Bids hit unbelievable high for Jeff Bezos’ 11-minute rocket flight

The bid to ride in Jeff Bezos’s Blue Origin spacecraft has reached 2.8 million dollars, according to their website. At this price, it would cost $4,242 for every second of the eleven-minute flight. Since the bidding started on May 5th, 2021, 5,200 people have bid, with the final–and live–online auction slated for June 12th. The trip is scheduled for July 20, 2021.

What does $2.8 million get you?

Most of your experience during the flight will be liftoff and reentry into the atmosphere, according to their website. The time the ship spends above the Kármán line—the altitude where space begins—is a little less than a minute long. Weightlessness occurs for about three minutes, from the third-minute mark, when the ship enters zero gravity, to the sixth minute, when you will have to rebuckle for reentry. The rest of your experience will be buckled in, along with five other—professional—crew members.

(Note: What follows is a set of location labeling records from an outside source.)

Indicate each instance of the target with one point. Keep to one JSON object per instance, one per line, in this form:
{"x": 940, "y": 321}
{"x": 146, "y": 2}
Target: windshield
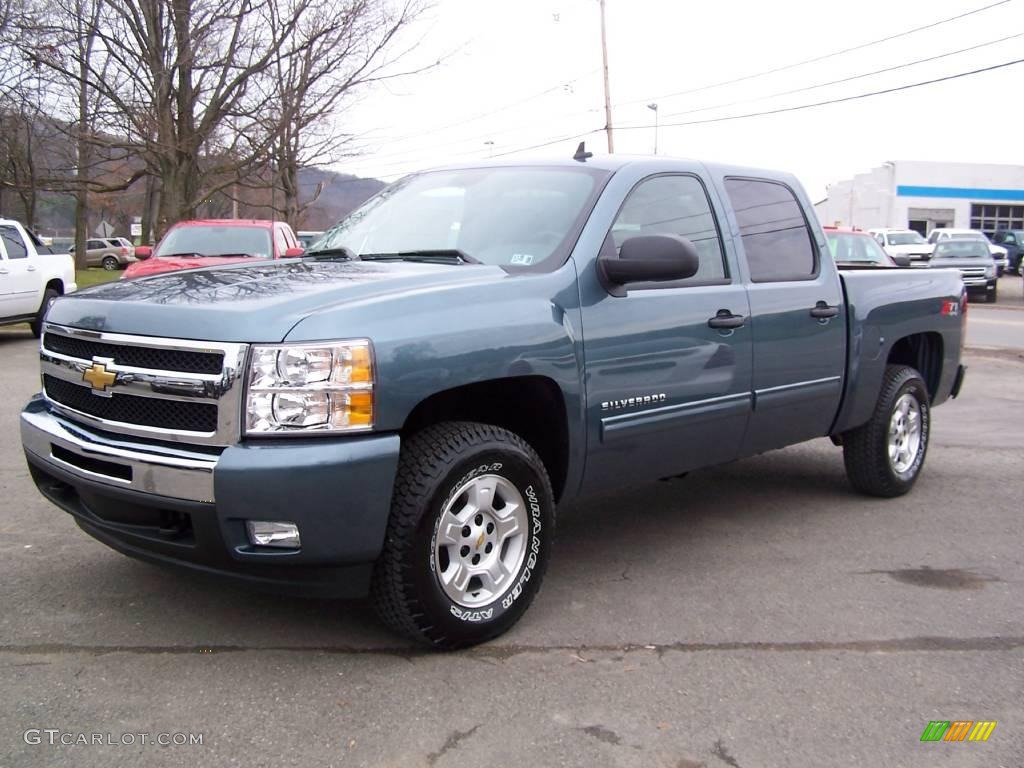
{"x": 204, "y": 240}
{"x": 905, "y": 239}
{"x": 856, "y": 248}
{"x": 961, "y": 249}
{"x": 505, "y": 216}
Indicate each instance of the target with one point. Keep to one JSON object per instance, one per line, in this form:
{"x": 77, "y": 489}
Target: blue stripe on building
{"x": 958, "y": 192}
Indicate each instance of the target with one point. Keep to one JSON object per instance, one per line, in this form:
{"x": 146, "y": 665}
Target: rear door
{"x": 799, "y": 318}
{"x": 666, "y": 391}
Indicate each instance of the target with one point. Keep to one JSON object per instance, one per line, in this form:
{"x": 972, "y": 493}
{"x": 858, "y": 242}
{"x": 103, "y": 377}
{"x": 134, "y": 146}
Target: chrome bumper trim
{"x": 177, "y": 473}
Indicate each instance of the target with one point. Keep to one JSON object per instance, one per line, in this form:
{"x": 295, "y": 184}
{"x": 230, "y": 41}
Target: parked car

The ship is designed with space tourism in mind. Each reclining seat has a massive window–stretching three feet tall–and tablet-sized screens that show info about the flight. There is also the option to talk with ground control during the flight. 

The astronauts will report to Blue Origin’s launching facilities in Van Horn, Texas four days prior to liftoff. For three days they will train with safety measures. While space tourists don’t have enough time to learn how to manually control the capsule, they will practice emergency scenarios and learn how to handle the capsule’s fire suppression systems. 

History of Blue Origin

Even before Bezos focused his attention on Blue Origin, after stepping down from his role as CEO of Amazon, New Shepard (the vehicle) has been in the making with testing happening since 2012. Their first launch occurred in 2015. The company has been around since 2000, and in 2015 they landed a reusable rocket, making history. 

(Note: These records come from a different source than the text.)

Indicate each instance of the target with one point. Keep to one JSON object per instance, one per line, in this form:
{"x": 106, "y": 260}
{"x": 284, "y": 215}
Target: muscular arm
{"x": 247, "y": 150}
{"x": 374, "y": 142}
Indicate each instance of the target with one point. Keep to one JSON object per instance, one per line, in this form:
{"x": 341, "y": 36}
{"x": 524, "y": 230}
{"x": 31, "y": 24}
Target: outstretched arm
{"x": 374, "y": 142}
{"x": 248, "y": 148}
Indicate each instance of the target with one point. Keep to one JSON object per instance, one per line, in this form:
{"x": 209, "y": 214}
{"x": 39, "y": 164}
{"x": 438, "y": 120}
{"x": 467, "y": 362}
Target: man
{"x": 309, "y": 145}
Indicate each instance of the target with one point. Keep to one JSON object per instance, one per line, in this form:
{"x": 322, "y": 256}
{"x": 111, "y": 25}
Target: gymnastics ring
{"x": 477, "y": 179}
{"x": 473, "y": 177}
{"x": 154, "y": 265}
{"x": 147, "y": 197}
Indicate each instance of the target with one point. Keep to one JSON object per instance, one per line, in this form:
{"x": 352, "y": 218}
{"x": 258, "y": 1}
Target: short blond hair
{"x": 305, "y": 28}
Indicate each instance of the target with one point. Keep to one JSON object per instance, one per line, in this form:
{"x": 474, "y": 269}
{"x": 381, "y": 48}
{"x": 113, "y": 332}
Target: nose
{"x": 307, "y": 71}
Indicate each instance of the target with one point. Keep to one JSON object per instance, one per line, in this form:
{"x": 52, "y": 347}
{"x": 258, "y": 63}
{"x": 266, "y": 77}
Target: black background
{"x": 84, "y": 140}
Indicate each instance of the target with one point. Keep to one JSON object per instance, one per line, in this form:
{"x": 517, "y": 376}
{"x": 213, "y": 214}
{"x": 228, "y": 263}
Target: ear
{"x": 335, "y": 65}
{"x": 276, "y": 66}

Besides New Shepard, the suborbital rocket, Blue Origin is developing a lunar lander called Blue Moon to explore the moon’s surface. “People are very excited about this capability to soft-land their cargo, their rovers, their science experiments onto the surface of the moon in a precise way,” says Bezos. Blue Origin plans for Blue Moon to carry astronauts to the moon’s lunar surface by 2024, in concert with NASA’s Artemis Program. 

Rival space tourism 

Virgin Galactic has already sold about 600 tickets at a competitive price — $200,000 to $250,000 — but the company expects to increase their prices significantly. Meantime, Elon Musk’s SpaceX is allowing people to stay for ten days on a capsule for a staggering $55 million. Even Boeing plans on getting in on the action with a crew capsule flight set for the end of 2021’s summer, with estimated costs of seats being even more than SpaceX, at more than $90 million. Makes Blue Origin’s flight seem like a bargain. Maybe you can use points?

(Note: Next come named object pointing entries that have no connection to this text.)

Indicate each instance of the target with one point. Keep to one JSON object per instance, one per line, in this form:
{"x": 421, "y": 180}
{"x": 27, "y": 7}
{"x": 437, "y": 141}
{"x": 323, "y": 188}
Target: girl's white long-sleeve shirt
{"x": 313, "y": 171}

Rocket travel not for everyone

Space tourism might be the way of the future, but we have a long way until it’s accessible to everyone. New Shepard has only been testing since 2015, and this would be the first launch with actual astronauts.

While the mission statement looks to the future — hoping to colonize planets and guarantee a spot for humanity among the heavens — for most of the world, there won’t be a spot on any spaceship for a long time.